There are four possibilities:

  1. The entry is totally new:
    • It has content
    • It has no entry in the portals state data
  2. The entry was modified:
    • It has content
    • It has an entry in the portals state data
  3. The entry is not new and was not modified, a stub:
    • It has no content
    • It has an entry in the portals state data
  4. Entry is static
    • It has content
    • It has a <static /> tag

In the first two cases, the newly fetched entry will be written to the the file _intermediate_xml_filename and on success be moved to _xml_filename.
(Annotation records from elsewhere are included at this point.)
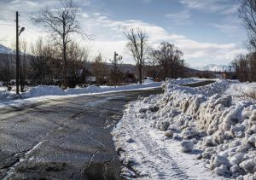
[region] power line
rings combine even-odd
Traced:
[[[9,24],[1,24],[1,23],[0,23],[0,25],[1,25],[1,26],[3,25],[3,26],[15,26],[15,25],[9,25]]]
[[[7,12],[3,12],[3,11],[1,11],[0,14],[4,14],[4,15],[15,15],[15,13],[7,13]]]

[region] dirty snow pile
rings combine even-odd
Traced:
[[[218,80],[209,85],[190,88],[180,86],[176,80],[169,79],[162,85],[165,90],[163,94],[150,96],[131,104],[127,111],[134,113],[134,116],[127,119],[129,115],[125,117],[125,113],[113,131],[116,147],[124,152],[121,160],[127,164],[127,160],[133,158],[137,162],[134,168],[142,174],[147,171],[147,168],[140,168],[144,161],[138,160],[145,155],[143,152],[137,152],[138,154],[135,156],[135,150],[133,154],[129,154],[127,152],[131,153],[132,144],[124,142],[134,131],[132,129],[127,130],[128,123],[125,124],[125,121],[131,121],[138,124],[132,128],[141,125],[143,131],[143,127],[148,127],[143,133],[146,134],[145,136],[151,134],[149,144],[154,141],[154,136],[165,136],[160,140],[163,142],[159,146],[162,146],[163,149],[170,148],[169,155],[177,148],[173,146],[176,144],[179,152],[183,154],[182,155],[176,152],[177,156],[189,154],[198,160],[198,163],[203,164],[202,169],[209,170],[221,176],[221,178],[256,179],[256,104],[252,101],[237,99],[234,103],[234,96],[227,95],[230,88],[237,84],[233,83]],[[134,106],[136,107],[132,107]],[[133,112],[131,108],[133,108]],[[137,138],[135,136],[133,141],[137,142]],[[165,163],[162,162],[163,169],[166,166]],[[191,162],[189,158],[185,160],[185,164],[191,163],[193,160]],[[193,167],[189,165],[187,170],[189,168]],[[200,173],[200,170],[195,171]],[[150,171],[147,172],[150,177]],[[211,175],[205,177],[203,173],[201,173],[201,177],[192,177],[212,179]]]

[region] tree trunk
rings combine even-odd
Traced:
[[[143,84],[143,66],[139,65],[139,82]]]

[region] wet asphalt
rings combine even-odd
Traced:
[[[0,179],[122,179],[110,132],[125,104],[160,92],[63,96],[0,108]]]

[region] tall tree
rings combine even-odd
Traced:
[[[240,17],[247,31],[249,49],[255,52],[256,50],[256,1],[241,0],[239,9]]]
[[[126,47],[132,55],[139,73],[139,83],[143,84],[143,70],[145,60],[148,55],[147,35],[141,29],[125,29],[124,34],[128,40]]]
[[[106,64],[102,61],[102,56],[99,54],[95,61],[91,63],[92,72],[96,77],[96,85],[101,85],[105,83],[105,78],[107,75]]]
[[[119,55],[116,52],[113,53],[113,59],[110,60],[110,62],[112,63],[112,70],[110,73],[110,77],[112,79],[113,79],[114,86],[117,86],[118,80],[120,78],[121,73],[119,70],[118,67],[118,62],[121,61],[123,57],[121,55]]]
[[[159,49],[152,51],[152,56],[157,60],[163,69],[163,78],[177,78],[183,76],[184,61],[183,52],[168,42],[162,42]]]
[[[52,9],[49,7],[43,9],[37,15],[32,16],[32,20],[36,25],[42,25],[50,33],[51,38],[62,50],[63,61],[63,79],[64,85],[67,87],[67,44],[71,42],[71,36],[79,34],[86,36],[77,20],[79,8],[75,6],[73,0],[62,3],[62,8]]]

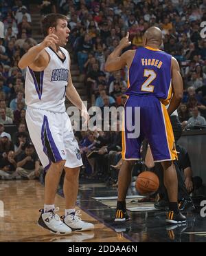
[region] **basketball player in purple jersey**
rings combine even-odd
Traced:
[[[81,110],[86,120],[89,116],[71,77],[70,56],[65,49],[70,32],[67,17],[47,15],[43,29],[44,40],[22,56],[19,67],[27,69],[26,121],[30,135],[43,166],[47,170],[44,209],[41,210],[38,224],[55,234],[67,235],[72,231],[91,230],[94,226],[81,220],[80,211],[76,212],[75,209],[82,162],[66,113],[65,96]],[[56,213],[58,209],[54,200],[63,169],[65,214],[61,221]]]
[[[109,55],[105,70],[113,72],[128,67],[128,100],[125,104],[124,131],[122,131],[122,158],[124,164],[119,173],[118,201],[115,221],[130,219],[126,207],[126,196],[130,184],[132,169],[141,158],[140,147],[146,138],[150,145],[154,162],[160,162],[164,170],[164,184],[170,200],[166,222],[182,223],[186,217],[179,211],[177,204],[178,182],[173,161],[177,158],[173,131],[169,116],[179,105],[183,97],[183,81],[176,60],[159,50],[162,33],[157,27],[150,28],[144,34],[143,47],[128,50],[129,34]],[[165,105],[170,103],[168,109]],[[135,108],[140,107],[140,123],[135,124]],[[126,109],[132,108],[127,116]],[[138,138],[130,138],[127,120],[133,125],[139,125]]]

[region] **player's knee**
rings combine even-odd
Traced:
[[[154,162],[150,162],[150,161],[146,162],[146,161],[145,165],[146,166],[147,169],[151,169],[154,167]]]
[[[134,160],[124,160],[124,164],[128,167],[131,168],[134,166],[135,161]]]
[[[53,162],[52,166],[55,169],[58,169],[59,170],[62,170],[64,168],[64,166],[65,164],[66,160],[60,160],[57,162]]]
[[[76,168],[65,168],[65,178],[68,180],[73,180],[75,178],[78,178],[80,173],[80,167]]]

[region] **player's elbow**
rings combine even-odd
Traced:
[[[106,63],[104,65],[104,70],[106,72],[112,72],[113,71],[114,71],[114,70],[113,69],[112,65],[110,65],[109,63]]]
[[[104,70],[106,72],[111,72],[111,70],[109,69],[109,65],[108,65],[107,63],[105,63],[105,65],[104,65]]]

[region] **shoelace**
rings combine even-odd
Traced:
[[[82,214],[81,214],[81,211],[80,210],[78,210],[77,211],[76,213],[75,213],[75,215],[73,215],[73,220],[76,221],[76,222],[78,222],[79,220],[82,220],[82,219],[80,218],[80,216],[81,216]]]
[[[59,211],[59,207],[56,207],[52,211],[52,212],[49,212],[50,214],[50,218],[51,219],[55,219],[56,221],[60,221],[60,219],[59,217],[59,215],[56,214],[57,211]]]
[[[61,219],[65,219],[65,217],[69,216],[70,217],[71,219],[73,220],[75,222],[78,222],[79,220],[82,220],[82,219],[80,217],[81,215],[82,215],[81,211],[78,210],[75,213],[75,214],[69,214],[67,216],[62,215],[60,217]]]

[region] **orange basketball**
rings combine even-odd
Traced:
[[[152,171],[144,171],[137,176],[135,185],[141,195],[149,195],[157,191],[159,181]]]

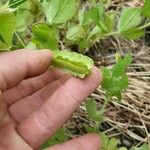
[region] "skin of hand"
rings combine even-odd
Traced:
[[[0,54],[0,150],[34,150],[56,132],[102,81],[94,67],[81,80],[49,68],[49,50]],[[46,150],[99,150],[87,134]]]

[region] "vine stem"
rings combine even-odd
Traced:
[[[18,33],[15,32],[16,37],[18,38],[19,42],[21,43],[21,45],[23,46],[23,48],[25,48],[25,44],[23,43],[22,39],[19,37]]]
[[[150,22],[147,23],[147,24],[145,24],[145,25],[143,25],[143,26],[141,26],[140,29],[145,29],[145,28],[147,28],[147,27],[150,27]]]
[[[101,112],[102,114],[105,112],[105,109],[106,109],[106,106],[107,106],[109,100],[110,100],[110,99],[108,99],[108,98],[105,99],[105,102],[104,102],[104,104],[103,104],[103,107],[102,107],[101,110],[100,110],[100,112]]]
[[[118,31],[116,31],[116,32],[111,32],[111,33],[108,33],[108,34],[105,34],[104,36],[112,36],[112,35],[117,35],[117,34],[119,34],[119,32]]]

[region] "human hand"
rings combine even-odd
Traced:
[[[0,54],[0,150],[33,150],[50,138],[102,80],[95,67],[84,80],[51,68],[50,51]],[[98,150],[88,134],[47,150]]]

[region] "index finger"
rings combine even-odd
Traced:
[[[47,70],[52,59],[49,50],[17,50],[0,54],[0,90],[5,91],[24,78],[34,77]]]
[[[20,135],[30,146],[38,148],[65,123],[81,102],[96,90],[101,81],[102,75],[97,68],[84,80],[70,78],[39,110],[20,123]]]

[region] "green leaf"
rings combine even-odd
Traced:
[[[150,18],[150,0],[145,0],[144,6],[142,8],[142,14],[145,17]]]
[[[131,54],[128,54],[125,58],[118,59],[111,72],[107,68],[102,68],[104,76],[102,88],[106,91],[106,98],[110,99],[115,96],[118,100],[122,99],[122,91],[129,84],[125,69],[130,65],[131,61]]]
[[[112,76],[120,76],[124,73],[125,69],[131,64],[132,56],[128,54],[117,62],[117,64],[112,68]]]
[[[49,23],[53,23],[53,20],[56,17],[57,12],[59,11],[59,2],[60,0],[51,0],[50,2],[44,0],[42,3],[45,16]]]
[[[108,150],[118,150],[117,146],[120,143],[120,141],[118,139],[115,138],[111,138],[109,140],[109,144],[108,144]]]
[[[69,51],[55,51],[52,66],[79,78],[85,78],[92,72],[94,62],[91,58]]]
[[[9,9],[0,10],[0,50],[9,50],[15,32],[16,18]]]
[[[132,147],[131,150],[149,150],[148,144],[143,144],[140,147]]]
[[[68,40],[77,40],[77,38],[82,37],[84,34],[83,28],[79,25],[71,27],[67,32],[66,32],[66,38]]]
[[[109,14],[104,13],[99,21],[99,28],[105,32],[111,32],[113,29],[113,18]]]
[[[59,129],[49,140],[47,140],[42,146],[41,150],[45,149],[49,146],[53,146],[56,144],[60,144],[62,142],[65,142],[69,139],[69,137],[66,135],[65,130],[63,128]]]
[[[76,12],[76,0],[44,0],[42,6],[50,24],[67,22]]]
[[[39,24],[33,27],[32,42],[40,49],[58,49],[58,30],[55,26]]]
[[[32,13],[32,1],[27,1],[19,6],[16,15],[16,30],[17,32],[25,32],[27,26],[31,25],[34,21],[34,14]]]
[[[102,30],[98,27],[95,26],[92,31],[89,33],[89,36],[87,39],[95,39],[96,37],[100,37],[102,34]]]
[[[124,38],[135,40],[144,36],[144,30],[139,29],[139,28],[132,28],[127,31],[121,32],[121,35]]]
[[[97,111],[96,102],[90,99],[87,100],[85,104],[88,116],[95,121],[100,121],[102,119],[102,114],[100,111]]]
[[[23,4],[24,2],[26,2],[27,0],[10,0],[9,6],[11,8],[16,8],[19,5]]]
[[[127,31],[131,28],[137,27],[141,23],[141,19],[140,8],[123,9],[118,22],[119,32]]]

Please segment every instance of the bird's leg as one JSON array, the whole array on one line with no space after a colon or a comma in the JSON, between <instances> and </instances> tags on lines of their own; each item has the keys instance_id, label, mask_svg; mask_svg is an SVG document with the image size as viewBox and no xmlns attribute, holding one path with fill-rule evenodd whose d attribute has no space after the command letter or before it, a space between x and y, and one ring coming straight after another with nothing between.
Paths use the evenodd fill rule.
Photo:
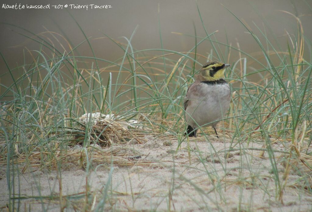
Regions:
<instances>
[{"instance_id":1,"label":"bird's leg","mask_svg":"<svg viewBox=\"0 0 312 212\"><path fill-rule=\"evenodd\" d=\"M216 134L217 135L217 138L219 138L219 136L218 136L218 134L217 133L217 130L216 130L216 128L214 127L213 129L214 129L215 132L216 133Z\"/></svg>"}]
</instances>

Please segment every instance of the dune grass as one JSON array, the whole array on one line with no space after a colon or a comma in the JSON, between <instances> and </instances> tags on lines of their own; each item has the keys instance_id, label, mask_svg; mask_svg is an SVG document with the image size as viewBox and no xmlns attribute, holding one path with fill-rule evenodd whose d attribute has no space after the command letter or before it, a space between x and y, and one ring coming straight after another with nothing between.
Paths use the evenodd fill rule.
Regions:
<instances>
[{"instance_id":1,"label":"dune grass","mask_svg":"<svg viewBox=\"0 0 312 212\"><path fill-rule=\"evenodd\" d=\"M198 14L201 16L199 9ZM23 31L21 35L39 44L40 47L29 52L33 58L30 63L25 62L13 68L7 64L7 70L0 76L10 77L12 82L7 87L0 85L0 163L6 169L9 199L3 208L18 211L23 200L32 198L41 204L43 211L47 210L45 205L47 203L53 202L59 205L62 211L69 207L78 210L102 211L108 200L114 195L110 186L114 167L130 167L134 162L124 159L118 153L94 147L95 144L100 144L101 139L109 139L100 137L108 133L109 130L109 134L116 134L110 128L109 123L95 132L90 118L84 124L80 123L78 118L85 113L98 112L118 116L124 122L135 120L144 126L129 130L133 134L128 137L116 136L115 143L126 144L132 139L139 139L148 134L169 138L180 145L189 142L183 135L187 126L183 121L183 98L201 67L198 61L203 59L232 64L226 73L232 93L231 108L224 114L224 122L219 125L220 139L225 141L226 139L229 139L230 147L217 151L207 135L213 134L210 128L201 126L199 132L210 145L211 155L220 160L221 153L230 157L235 151L254 150L255 157L269 159L271 167L268 168L272 170L269 177L275 187L269 189L264 185L251 183L261 176L255 174L251 165L248 168L250 176L243 176L242 174L234 183L260 186L268 193L268 190L273 189L275 198L282 202L285 187L294 187L312 195L310 41L305 36L297 17L294 16L298 23L297 27L294 28L297 30L289 32L295 36L290 35L287 43L281 42L277 46L281 47L276 47L276 44L267 38L264 29L255 24L252 30L233 15L258 45L257 56L246 53L239 46L218 41L215 32L208 32L201 16L206 33L203 37L197 35L196 30L194 35L177 35L194 39L193 47L184 52L165 49L162 45L159 49L136 49L131 42L135 36L135 29L129 38L124 38L122 41L103 33L116 48L124 52L114 61L96 57L92 40L81 27L85 40L73 46L70 40L59 35L51 33L35 35L11 25ZM56 42L61 47L55 48ZM198 54L197 47L207 42L211 45L210 53ZM79 54L80 46L84 43L87 43L93 56ZM237 55L239 59L231 59L232 55ZM2 53L1 56L7 64ZM172 59L173 56L179 59ZM253 64L261 68L254 68ZM22 73L15 77L17 72ZM110 123L113 124L116 127L120 122ZM261 144L262 148L254 148L255 143ZM81 150L74 151L73 147L78 144L82 147ZM101 148L111 144L108 143ZM278 148L280 146L283 147L282 150ZM246 159L241 155L241 160ZM208 166L200 153L197 156L205 167L204 173L215 185L215 193L220 200L216 204L226 202L223 189L228 184L219 178L220 170L214 170L213 165ZM87 175L85 192L62 194L60 180L64 164L78 164L89 173L104 162L112 168L106 184L99 189L100 194L97 199L93 199L94 191L89 190ZM136 164L148 166L152 162L138 161ZM226 163L221 163L221 172L227 173ZM281 172L278 170L279 164L284 167ZM241 163L237 168L246 168ZM57 171L58 194L25 197L16 190L19 187L16 184L19 183L17 177L19 179L24 173L43 169ZM296 185L288 183L291 172L300 176ZM169 211L173 209L170 196L175 189L174 173L173 186L168 192ZM185 179L185 181L194 185L199 193L207 195L204 190L192 184L191 180ZM38 188L40 190L39 184ZM238 204L238 210L241 209L240 207Z\"/></svg>"}]
</instances>

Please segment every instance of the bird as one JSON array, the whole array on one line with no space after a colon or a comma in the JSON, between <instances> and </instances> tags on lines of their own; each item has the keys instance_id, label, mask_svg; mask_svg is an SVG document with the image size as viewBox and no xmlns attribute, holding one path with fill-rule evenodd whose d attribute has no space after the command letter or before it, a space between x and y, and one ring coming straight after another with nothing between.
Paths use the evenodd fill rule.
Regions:
<instances>
[{"instance_id":1,"label":"bird","mask_svg":"<svg viewBox=\"0 0 312 212\"><path fill-rule=\"evenodd\" d=\"M225 68L230 65L219 61L207 63L188 88L184 106L188 125L185 134L189 137L196 137L198 126L205 125L211 126L219 138L216 125L230 107L230 86L223 78Z\"/></svg>"}]
</instances>

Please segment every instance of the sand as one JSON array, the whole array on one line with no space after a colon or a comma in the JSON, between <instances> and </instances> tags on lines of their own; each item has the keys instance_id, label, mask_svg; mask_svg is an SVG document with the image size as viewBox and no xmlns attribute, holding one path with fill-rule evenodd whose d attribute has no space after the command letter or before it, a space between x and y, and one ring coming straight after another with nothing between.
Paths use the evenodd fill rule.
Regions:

In the third case, the entry is copied from the old data. To do this efficiently, the plugin saves a "URL to position and lengh" mapping in its state. So to read an entry from the old data, we only have to seek to the right position in the old data's file and copy the specified number of bytes over to the new data's file. Since the entries that are sent by the portal are sorted ascending by modfication time, and are alway processed in that order, we will never have to seek back wards in the old data's file, thus increasing performance.

Returns: bool
False if an error or warning occurred, True otherwise.
Overrides: xmlgetter.plugin.BaseSyncPlugin._consolidate

To Do: This can be serious: If an object in the portal reports a wrong modification date, this could lead to this case. Object A is not existant when the first run is initialized. On the second run, object A exists, but reports a modification date earlier than that of the first run, so it is sent as a stub, although the data of A has never been indexed before! If a entry is modified during the update and has already been acquired as beeing unmodified, there is a slim chance, that the entry appears as both, modified and as a stub. If a entry is deleted during the update there is a chance of receiving a duplicate or missing an entry. Also, this case could happen, if the modification date is not used properly in remoteSyncQueryXML - investigate! This could be solved by discarding incomplete entries, issuing a warning about this with full url of the entry and doing a full run every week or so... Or, collect all urls of the false stub entries and request them afterwards one by one. Would require changes in remoteSyncQueryXML. Second option sounds best... This has no priority at the moment, since the chances for this to occurr are very slim.